Benjamin Netanjahu, Dennis Ross und Jassir Arafat in Erez
Benjamin Netanjahu, Dennis Ross und Jassir Arafat in Erez

Von Stefan Frank

Vor knapp zwei Jahrzehnten, am 14. Januar 1997, schüttelten der israelische Ministerpräsident Benjamin Netanjahu und Jassir Arafat, der Präsident der Palästinensischen Autonomiebehörde, einander die Hand. Soeben hatten sie am Grenzübergang Erez, der Israel mit dem Gazastreifen verbindet, ein historisches Abkommen ausgehandelt.

Sie hatten vereinbart, dass die Stadt Hebron, die Wiege des Judentums, in zwei Zonen geteilt würde: H1 und H2. Aus der Zone H1, die 85 Prozent der Stadt Hebron ausmacht, würde sich Israel binnen Tagen zurückziehen und die Kontrolle an die Palästinensische Autonomiebehörde übergeben.
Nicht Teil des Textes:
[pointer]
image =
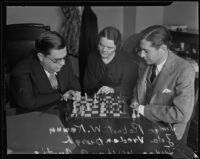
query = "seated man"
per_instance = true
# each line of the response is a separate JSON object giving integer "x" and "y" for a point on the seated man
{"x": 109, "y": 70}
{"x": 165, "y": 88}
{"x": 46, "y": 77}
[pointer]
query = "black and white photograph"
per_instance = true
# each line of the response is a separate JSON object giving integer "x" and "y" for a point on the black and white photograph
{"x": 101, "y": 79}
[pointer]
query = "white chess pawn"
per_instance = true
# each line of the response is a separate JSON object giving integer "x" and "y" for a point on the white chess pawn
{"x": 134, "y": 114}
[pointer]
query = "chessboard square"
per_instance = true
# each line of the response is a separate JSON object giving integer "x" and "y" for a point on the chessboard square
{"x": 102, "y": 114}
{"x": 95, "y": 112}
{"x": 88, "y": 115}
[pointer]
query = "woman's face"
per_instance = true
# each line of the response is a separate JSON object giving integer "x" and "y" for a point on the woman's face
{"x": 106, "y": 47}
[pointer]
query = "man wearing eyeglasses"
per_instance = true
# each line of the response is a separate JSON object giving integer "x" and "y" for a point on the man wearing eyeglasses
{"x": 46, "y": 78}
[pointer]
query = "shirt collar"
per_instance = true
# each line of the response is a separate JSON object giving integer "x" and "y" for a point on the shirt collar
{"x": 48, "y": 74}
{"x": 160, "y": 66}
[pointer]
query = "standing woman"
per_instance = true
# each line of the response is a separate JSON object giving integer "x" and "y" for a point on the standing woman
{"x": 108, "y": 69}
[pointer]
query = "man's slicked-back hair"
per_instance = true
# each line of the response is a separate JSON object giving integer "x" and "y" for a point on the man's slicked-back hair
{"x": 49, "y": 40}
{"x": 157, "y": 35}
{"x": 111, "y": 33}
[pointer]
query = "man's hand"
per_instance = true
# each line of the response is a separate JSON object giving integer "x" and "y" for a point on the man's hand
{"x": 106, "y": 90}
{"x": 71, "y": 94}
{"x": 135, "y": 107}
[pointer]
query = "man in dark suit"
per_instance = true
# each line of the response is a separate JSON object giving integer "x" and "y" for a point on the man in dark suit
{"x": 165, "y": 87}
{"x": 45, "y": 78}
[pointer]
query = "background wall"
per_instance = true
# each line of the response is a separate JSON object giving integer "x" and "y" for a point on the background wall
{"x": 148, "y": 15}
{"x": 182, "y": 13}
{"x": 109, "y": 16}
{"x": 129, "y": 19}
{"x": 49, "y": 15}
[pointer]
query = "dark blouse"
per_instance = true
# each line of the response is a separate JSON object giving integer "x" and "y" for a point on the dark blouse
{"x": 120, "y": 74}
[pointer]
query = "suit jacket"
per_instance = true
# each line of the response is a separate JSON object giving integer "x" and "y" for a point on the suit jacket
{"x": 172, "y": 99}
{"x": 31, "y": 87}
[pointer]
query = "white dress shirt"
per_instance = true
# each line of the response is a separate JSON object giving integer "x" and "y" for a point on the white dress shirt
{"x": 158, "y": 69}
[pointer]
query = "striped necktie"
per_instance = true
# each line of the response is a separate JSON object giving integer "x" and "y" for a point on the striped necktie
{"x": 53, "y": 81}
{"x": 153, "y": 73}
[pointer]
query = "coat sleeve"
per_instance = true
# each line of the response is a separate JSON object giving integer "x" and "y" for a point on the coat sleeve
{"x": 25, "y": 95}
{"x": 182, "y": 103}
{"x": 90, "y": 76}
{"x": 73, "y": 79}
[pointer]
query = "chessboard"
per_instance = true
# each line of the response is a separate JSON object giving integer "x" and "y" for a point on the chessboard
{"x": 100, "y": 105}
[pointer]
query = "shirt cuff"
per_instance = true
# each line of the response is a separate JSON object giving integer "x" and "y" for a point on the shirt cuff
{"x": 141, "y": 109}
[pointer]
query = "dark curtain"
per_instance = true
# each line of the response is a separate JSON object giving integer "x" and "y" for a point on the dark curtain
{"x": 71, "y": 29}
{"x": 88, "y": 40}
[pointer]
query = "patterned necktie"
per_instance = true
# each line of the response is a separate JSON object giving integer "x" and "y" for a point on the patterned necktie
{"x": 153, "y": 73}
{"x": 53, "y": 81}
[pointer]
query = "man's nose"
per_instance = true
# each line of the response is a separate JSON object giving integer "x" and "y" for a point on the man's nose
{"x": 62, "y": 62}
{"x": 142, "y": 54}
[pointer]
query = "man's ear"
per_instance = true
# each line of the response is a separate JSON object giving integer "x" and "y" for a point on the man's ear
{"x": 163, "y": 48}
{"x": 40, "y": 56}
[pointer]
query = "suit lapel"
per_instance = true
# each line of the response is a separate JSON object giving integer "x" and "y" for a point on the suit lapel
{"x": 39, "y": 76}
{"x": 142, "y": 86}
{"x": 164, "y": 74}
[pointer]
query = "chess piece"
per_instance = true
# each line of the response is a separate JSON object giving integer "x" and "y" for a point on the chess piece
{"x": 53, "y": 81}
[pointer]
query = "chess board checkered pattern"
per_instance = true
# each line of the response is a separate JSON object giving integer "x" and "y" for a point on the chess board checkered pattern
{"x": 101, "y": 105}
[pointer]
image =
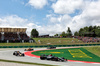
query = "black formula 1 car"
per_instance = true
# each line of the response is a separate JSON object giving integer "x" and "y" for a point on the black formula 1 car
{"x": 51, "y": 47}
{"x": 18, "y": 53}
{"x": 29, "y": 49}
{"x": 52, "y": 58}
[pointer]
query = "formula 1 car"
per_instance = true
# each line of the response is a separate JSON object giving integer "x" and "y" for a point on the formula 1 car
{"x": 52, "y": 58}
{"x": 51, "y": 47}
{"x": 29, "y": 49}
{"x": 18, "y": 53}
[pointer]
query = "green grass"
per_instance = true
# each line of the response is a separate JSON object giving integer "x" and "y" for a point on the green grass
{"x": 80, "y": 54}
{"x": 95, "y": 50}
{"x": 25, "y": 62}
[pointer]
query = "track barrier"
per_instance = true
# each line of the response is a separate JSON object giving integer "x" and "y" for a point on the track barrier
{"x": 40, "y": 46}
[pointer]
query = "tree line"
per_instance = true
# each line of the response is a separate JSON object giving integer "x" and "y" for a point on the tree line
{"x": 68, "y": 33}
{"x": 91, "y": 31}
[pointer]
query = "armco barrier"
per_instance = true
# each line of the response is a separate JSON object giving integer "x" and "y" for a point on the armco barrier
{"x": 47, "y": 46}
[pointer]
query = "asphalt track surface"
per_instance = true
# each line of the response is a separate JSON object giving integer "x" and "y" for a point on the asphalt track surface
{"x": 7, "y": 54}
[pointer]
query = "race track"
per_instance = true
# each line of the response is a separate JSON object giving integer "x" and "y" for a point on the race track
{"x": 7, "y": 54}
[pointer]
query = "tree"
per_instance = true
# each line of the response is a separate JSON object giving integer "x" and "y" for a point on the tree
{"x": 63, "y": 34}
{"x": 69, "y": 33}
{"x": 34, "y": 33}
{"x": 56, "y": 35}
{"x": 76, "y": 34}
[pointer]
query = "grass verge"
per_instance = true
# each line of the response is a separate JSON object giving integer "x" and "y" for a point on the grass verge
{"x": 25, "y": 62}
{"x": 95, "y": 50}
{"x": 79, "y": 54}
Nur in den verbleibenden 15 Prozent – H2 – würden fortan noch Juden leben dürfen, unter dem Schutz der israelischen Armee. US-Präsident Bill Clinton lobte den unter Vermittlung der USA, Ägyptens und Jordaniens ausgehandelten Vertrag als wichtigen Schritt zur Bildung von Vertrauen und Kooperation zwischen beiden Seiten.

Es war ein Test: Wenn Juden und Araber sich über die Aufteilung der heiligen Stadt Hebron verständigen können, warum sollten sie dann nicht auch im Rest des umstrittenen Landes zu einem Modus der Koexistenz auf der Basis ausgehandelter und anerkannter Grenzen finden? Der Versuch ist schiefgegangen. Heute leben Juden in nur noch drei Prozent von Hebron, wie in einem Gefängnis sind sie von der Umwelt, die sie nicht betreten dürfen, getrennt. Und es ist nicht so, als würde ihnen das Opfer gedankt.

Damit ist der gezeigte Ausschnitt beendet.